実に様々だ。いたずらから深刻なものまで、その依頼は多様である。

 患者を帰して、イェータが今日の首尾を聞こうと顔を上げると、レヴィルの機嫌は悪いようである。

「どうしたの」

「どうもこうもないよ。行ってみたらひどい目に遭った」

 行方不明の娘がいるから探し出してほしい、と言われて行ってみれば、いなくなったはずの娘は駆け落ちだった、娘は恋しい男といなくなっていて、このまま行方不明ということにしてほしい、内緒にしてほしいと頼み込まれ頭を下げられ、金まで払われて追い払われ、仕方がないから帰ってきてみれば、娘の親には役立たずと罵られる始末というわけである。

「まあ、若い恋人たちの役には立ったんだからいいじゃないか」

「それはそうなんだが、なんだか腹が立ってなあ」

「金にはなったろ」

「それはそうだが」

 納得いっていないレヴィルの肩をぽんぽんと叩いて労い、イェータは彼の上着を受け取る。二人はこうして暮らすようになってひと月になるが、財布は分けているし、なんなら時々部屋だって分けて暮らしている。イェータは馴れ合いになることをひどく嫌ったし、そんな彼女をレヴィルは尊重した。

 イェータに踏み込む、ということを、レヴィルはしようとしなかった。複雑な人生を送ってきた彼女のことを精一杯思ってのことであったのだろう。

 そんなある日、一件の依頼が持ち込まれた。それは、既に二人の請け合い人が犠牲になっているものであった。

「なんでも、一人は全身に噛み跡が、一人は溺死の様子が見られたそうだ」

 話を持ち込まれたレヴィルは、慎重にイェータとその案件を話し合った。

「……死に方が同じじゃないんだね」

「ああ。なんでも、調べたところ、一人は小さい頃犬に噛まれたことがあって、もう一人は海で溺れたことがあったそうなんだ」

「どっちも恐怖に直結してるね」

「そうなんだ」

 レヴィルは考えた。
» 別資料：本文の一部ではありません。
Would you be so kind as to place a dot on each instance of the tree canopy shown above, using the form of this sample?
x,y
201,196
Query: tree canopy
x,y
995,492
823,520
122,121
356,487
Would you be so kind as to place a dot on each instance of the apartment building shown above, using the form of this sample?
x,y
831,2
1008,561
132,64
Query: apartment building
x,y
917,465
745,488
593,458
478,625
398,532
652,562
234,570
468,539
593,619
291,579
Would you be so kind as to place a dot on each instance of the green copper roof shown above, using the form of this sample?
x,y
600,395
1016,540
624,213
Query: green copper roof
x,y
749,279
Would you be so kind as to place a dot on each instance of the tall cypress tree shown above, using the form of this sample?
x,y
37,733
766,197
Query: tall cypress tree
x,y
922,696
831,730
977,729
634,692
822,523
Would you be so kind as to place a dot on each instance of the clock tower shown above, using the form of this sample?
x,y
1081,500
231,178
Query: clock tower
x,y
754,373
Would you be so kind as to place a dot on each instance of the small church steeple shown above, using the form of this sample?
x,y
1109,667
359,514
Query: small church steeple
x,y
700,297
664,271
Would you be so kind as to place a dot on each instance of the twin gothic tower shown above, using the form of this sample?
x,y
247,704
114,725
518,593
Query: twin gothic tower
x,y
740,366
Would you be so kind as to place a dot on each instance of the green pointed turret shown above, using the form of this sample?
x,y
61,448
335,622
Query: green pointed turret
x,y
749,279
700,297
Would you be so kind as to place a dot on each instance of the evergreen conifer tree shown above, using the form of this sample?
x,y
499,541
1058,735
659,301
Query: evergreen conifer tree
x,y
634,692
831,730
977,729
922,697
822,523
俺の恐怖は、なんだろう。幼い頃からの経験がいくつも考えられた。

「……行くの?」

「行こうと思う。依頼料、いいんだ。この国にいつまでもいるわけにはいかないし、この依頼料をもらったら出発できる。そろそろ発たないと、まずいし」

「……そう」

 イェータの青い、おおきな目が心配そうに伏せられた。

「気をつけて」

「ああ」

 送り出されて、レヴィルは出かけて行った。

 山の洞窟は、じめじめとして光苔があちこちに生えていて、薄暗い場所であった。松明で照らして言われた場所に行くと、その祭壇は確かにそこにあった。
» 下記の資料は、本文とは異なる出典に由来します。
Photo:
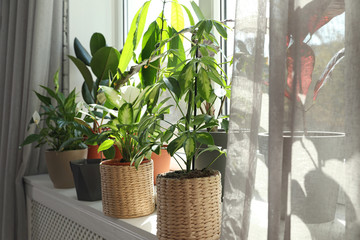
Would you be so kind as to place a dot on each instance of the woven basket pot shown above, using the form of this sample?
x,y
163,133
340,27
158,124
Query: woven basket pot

 パチ、パチ、と松明の火が爆ぜる音だけが不気味に響き、レヴィルは緊張で松明を握る手を強めた。祭壇の上に、誰かいる。その誰かが、むくりと音もなく起き上がった。

「――」

 その誰かは、知った顔だった。

『レヴィルぅ……』

 イェータの顔。

 しかし、その声はイェータの声ではない。彼女の声は、こんな金切り声ではない。これは、彼女ではない。

 レヴィルは奥歯を噛みしめた。そして剣を強く握ると、なにも考えずに一気にイェータの首を斬り落とした。聞くに堪えない悲鳴を上げて、それは倒れた。

 見る見る霧消していくそれを見て、レヴィルはほっとため息をついた。全身には、不快なほど汗をかいていた。急いで洞窟を出ると、逃げるように街へ戻って行った。

 そして一目散に宿へ戻り、彼女の待つ部屋へ走って行った。

「あ、お帰り。はやかっ……」

 イェータが言い終えるより先に、彼女を抱き締める。

「……どうかしたの?」

 腕のなかで、イェータが自分を見上げている。よかった。俺がさっき殺したのは、彼女ではない。

「……なんでもない」

 まさか、君の首を落としてきたとは言えない。愛しい愛しい、俺の恐怖。

 レヴィルは腕のなかのイェータの温かい感触にほっとしながら、なかなか彼女を手放せないでいた。